Chinese garment workers in a factory in the manufacturing hub of Dongguan.

SHANGHAI — A private survey released Monday showed China’s services sector growing faster in May than it has in months.

The services Purchasing Managers Index survey from Caixin Media Co. and Markit, a research firm, reached 52.8 in May, after a reading of 51.5 in April. A reading of over 50 indicates a sector’s expansion, while under 50 indicates a contraction.

Caixin’s PMI surveys include small and medium-sized enterprises that are left out of official government surveys. Small and medium-sized companies employ about 80 percent of China’s official working population of 907.5 million people.

Last week saw a raft of manufacturing data coming out of China, with the official government PMI for manufacturing in May steady at 51.2, a reading unchanged from April.

In a more concerning survey, also released last week, the Caixin/Markit manufacturing PMI showed a significant deceleration in activity; its reading fell to 49.6 in May, down from 50.3 in April and the lowest reading seen in eleven months.
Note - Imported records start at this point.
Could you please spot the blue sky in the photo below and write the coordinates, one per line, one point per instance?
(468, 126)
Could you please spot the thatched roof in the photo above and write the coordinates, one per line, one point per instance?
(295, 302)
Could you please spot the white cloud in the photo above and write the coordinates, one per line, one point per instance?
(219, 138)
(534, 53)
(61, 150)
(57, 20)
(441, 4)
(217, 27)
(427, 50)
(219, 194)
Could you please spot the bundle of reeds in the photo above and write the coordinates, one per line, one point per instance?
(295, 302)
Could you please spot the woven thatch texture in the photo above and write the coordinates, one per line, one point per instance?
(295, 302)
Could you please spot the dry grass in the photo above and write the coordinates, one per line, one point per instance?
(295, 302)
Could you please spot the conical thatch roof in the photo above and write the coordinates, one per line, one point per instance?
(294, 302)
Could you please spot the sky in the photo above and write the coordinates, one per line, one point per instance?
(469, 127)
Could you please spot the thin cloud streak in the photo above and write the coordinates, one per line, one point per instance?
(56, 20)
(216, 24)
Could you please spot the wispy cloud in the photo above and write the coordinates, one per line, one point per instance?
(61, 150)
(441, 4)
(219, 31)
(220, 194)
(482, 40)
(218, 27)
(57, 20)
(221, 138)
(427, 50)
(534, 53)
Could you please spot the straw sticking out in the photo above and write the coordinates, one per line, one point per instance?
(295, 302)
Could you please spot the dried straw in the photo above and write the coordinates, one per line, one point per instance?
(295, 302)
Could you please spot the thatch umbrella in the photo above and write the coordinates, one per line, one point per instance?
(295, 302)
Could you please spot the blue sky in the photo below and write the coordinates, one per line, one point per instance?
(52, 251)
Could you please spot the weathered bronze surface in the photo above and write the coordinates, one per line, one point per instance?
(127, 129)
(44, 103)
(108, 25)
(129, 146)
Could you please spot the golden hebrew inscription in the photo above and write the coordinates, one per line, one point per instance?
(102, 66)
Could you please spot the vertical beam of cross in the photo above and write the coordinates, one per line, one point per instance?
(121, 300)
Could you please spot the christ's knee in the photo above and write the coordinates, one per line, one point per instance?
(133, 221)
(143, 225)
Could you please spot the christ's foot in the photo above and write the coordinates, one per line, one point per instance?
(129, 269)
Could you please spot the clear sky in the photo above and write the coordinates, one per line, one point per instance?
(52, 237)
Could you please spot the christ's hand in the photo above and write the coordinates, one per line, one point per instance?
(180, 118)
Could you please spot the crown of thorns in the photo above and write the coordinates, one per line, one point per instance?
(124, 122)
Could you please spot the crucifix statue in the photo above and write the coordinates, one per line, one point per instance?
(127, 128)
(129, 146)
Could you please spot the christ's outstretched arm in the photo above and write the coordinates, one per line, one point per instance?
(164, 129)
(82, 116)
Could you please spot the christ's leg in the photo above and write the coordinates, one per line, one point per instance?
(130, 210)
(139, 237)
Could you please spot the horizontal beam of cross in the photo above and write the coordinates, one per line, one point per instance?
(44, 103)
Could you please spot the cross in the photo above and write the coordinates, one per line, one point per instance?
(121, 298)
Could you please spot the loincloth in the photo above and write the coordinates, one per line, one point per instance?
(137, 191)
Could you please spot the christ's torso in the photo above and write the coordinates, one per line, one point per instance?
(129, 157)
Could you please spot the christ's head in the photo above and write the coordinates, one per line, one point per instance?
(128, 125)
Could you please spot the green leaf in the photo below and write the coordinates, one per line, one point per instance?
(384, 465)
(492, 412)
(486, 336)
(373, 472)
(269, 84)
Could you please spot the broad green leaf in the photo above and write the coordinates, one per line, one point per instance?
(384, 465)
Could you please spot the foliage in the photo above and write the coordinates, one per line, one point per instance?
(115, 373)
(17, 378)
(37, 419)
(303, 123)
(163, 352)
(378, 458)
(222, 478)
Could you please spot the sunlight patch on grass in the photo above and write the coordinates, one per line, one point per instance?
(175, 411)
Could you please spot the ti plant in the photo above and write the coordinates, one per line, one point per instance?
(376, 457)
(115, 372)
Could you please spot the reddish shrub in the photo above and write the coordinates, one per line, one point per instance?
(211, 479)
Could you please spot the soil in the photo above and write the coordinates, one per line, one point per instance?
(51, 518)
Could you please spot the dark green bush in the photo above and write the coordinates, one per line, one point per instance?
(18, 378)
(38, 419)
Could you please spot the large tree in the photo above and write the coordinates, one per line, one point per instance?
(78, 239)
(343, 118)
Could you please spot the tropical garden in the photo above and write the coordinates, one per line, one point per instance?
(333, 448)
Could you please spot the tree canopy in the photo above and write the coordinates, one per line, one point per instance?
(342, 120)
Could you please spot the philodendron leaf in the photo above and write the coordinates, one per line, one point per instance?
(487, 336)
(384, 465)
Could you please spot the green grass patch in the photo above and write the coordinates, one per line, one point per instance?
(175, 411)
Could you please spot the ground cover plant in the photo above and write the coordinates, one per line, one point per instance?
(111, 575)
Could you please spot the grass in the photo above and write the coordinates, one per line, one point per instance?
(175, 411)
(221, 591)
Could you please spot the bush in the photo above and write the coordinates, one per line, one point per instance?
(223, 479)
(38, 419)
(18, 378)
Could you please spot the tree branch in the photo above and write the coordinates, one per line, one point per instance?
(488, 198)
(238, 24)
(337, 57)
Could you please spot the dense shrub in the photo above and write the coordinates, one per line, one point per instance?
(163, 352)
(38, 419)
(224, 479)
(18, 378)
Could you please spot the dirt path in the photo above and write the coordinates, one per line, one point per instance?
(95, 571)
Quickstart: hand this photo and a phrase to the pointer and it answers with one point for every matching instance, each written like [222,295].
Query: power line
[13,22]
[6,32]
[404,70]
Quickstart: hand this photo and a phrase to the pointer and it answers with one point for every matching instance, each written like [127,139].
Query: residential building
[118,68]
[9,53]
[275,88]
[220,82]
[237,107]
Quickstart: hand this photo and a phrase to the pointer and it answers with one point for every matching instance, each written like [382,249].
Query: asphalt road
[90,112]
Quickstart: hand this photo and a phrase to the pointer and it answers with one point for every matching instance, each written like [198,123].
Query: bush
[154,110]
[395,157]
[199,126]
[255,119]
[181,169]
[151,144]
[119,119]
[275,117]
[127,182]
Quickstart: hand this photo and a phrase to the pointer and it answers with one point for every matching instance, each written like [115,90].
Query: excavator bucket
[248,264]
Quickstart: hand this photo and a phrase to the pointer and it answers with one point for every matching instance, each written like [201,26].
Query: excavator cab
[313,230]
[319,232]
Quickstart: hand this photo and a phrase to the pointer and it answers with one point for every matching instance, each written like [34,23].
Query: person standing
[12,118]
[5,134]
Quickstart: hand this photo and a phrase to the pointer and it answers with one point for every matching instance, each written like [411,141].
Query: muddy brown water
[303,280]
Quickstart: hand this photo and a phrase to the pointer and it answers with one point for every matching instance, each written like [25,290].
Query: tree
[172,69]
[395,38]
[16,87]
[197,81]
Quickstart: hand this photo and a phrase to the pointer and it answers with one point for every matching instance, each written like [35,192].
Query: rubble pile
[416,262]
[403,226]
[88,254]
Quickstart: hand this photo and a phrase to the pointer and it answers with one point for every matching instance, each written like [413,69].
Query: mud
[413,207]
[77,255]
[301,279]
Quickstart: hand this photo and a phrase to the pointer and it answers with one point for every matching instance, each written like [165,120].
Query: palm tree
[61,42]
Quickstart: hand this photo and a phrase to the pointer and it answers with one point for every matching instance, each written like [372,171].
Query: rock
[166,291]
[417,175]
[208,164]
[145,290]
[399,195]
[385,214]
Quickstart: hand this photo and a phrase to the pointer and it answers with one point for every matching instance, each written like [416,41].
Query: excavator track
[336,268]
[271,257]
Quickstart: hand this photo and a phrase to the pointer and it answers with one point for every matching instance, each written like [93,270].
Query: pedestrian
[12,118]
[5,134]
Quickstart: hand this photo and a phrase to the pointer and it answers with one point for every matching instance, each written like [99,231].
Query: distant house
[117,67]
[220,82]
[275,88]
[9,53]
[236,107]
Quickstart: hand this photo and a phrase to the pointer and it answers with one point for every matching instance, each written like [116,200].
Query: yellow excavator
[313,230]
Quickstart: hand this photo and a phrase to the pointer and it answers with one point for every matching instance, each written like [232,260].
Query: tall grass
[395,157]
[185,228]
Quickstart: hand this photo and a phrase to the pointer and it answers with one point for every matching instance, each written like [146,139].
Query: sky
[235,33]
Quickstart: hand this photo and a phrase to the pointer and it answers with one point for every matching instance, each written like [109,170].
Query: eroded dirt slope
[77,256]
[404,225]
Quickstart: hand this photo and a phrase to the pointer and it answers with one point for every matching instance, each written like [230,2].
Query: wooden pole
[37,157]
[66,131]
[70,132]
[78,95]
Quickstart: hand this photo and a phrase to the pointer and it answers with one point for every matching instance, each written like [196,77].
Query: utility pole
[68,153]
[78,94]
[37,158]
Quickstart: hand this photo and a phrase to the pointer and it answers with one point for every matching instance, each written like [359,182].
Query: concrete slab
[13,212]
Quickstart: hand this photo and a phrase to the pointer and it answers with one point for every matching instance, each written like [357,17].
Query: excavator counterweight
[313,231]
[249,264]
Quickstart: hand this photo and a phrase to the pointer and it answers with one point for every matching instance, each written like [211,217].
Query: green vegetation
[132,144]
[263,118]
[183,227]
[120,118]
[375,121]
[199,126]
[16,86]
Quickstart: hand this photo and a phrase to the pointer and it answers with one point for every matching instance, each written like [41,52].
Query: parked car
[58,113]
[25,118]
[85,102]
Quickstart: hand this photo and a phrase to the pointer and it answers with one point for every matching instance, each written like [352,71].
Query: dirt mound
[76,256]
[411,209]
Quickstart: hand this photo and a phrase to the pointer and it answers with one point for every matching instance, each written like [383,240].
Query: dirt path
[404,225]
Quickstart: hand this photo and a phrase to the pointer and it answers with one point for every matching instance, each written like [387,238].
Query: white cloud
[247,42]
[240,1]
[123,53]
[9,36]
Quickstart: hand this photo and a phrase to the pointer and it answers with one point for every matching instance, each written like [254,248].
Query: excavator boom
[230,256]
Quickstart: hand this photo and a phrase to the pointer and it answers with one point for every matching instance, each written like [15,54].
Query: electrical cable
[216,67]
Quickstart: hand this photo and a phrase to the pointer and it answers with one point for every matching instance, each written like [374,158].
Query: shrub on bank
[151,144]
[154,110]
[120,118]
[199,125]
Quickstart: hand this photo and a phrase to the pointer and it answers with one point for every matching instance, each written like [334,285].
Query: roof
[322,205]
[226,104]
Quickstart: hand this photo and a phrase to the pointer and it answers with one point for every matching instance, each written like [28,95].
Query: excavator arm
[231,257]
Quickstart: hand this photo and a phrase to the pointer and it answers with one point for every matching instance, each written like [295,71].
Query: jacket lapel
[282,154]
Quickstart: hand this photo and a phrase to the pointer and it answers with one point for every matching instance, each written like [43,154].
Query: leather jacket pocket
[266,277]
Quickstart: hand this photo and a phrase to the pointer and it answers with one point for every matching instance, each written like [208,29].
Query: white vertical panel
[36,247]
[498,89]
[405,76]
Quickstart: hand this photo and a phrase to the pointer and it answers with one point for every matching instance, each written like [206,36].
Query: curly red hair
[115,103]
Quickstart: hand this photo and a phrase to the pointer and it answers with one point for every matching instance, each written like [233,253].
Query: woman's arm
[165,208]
Dr. Zhengsheng Zhong, director of macroeconomic analysis at CEBM Group, was cautious about the mixed results.

“The improvement in the services sector bolstered the Chinese economy in May. However, the rapid deterioration in the manufacturing industry is worrying,” he said. “We need to closely monitor whether the diverging trends in manufacturing and services will widen further.”

China’s government has made no secret of its desire to boost services, particularly high value-added services in finance and technology, in order to lessen its economy’s reliance on heavy industry and investment.

In spite of this boost from the services sector, China’s quarterly economic growth is widely expected to slow in the coming months from the 6.9 percent increase seen in the January to March period. The government has set a GDP growth target of “around 6.5 percent” for 2017, after last year’s growth of 6.7 percent, the lowest level China has seen in 26 years.

“We should not underestimate the senior leadership’s desire to contain financial leverage and risk, efforts which have only just begun, even if it may lead to slower credit and economic growth,” UBS Group AG economists, led by Hong Kong-based Wang Tao, wrote in a report.

“However, given the need to meet other government priorities, most notably growth stability, we expect the government to constantly adjust the pace and magnitude of its supervisory tightening to strike a delicate balance.”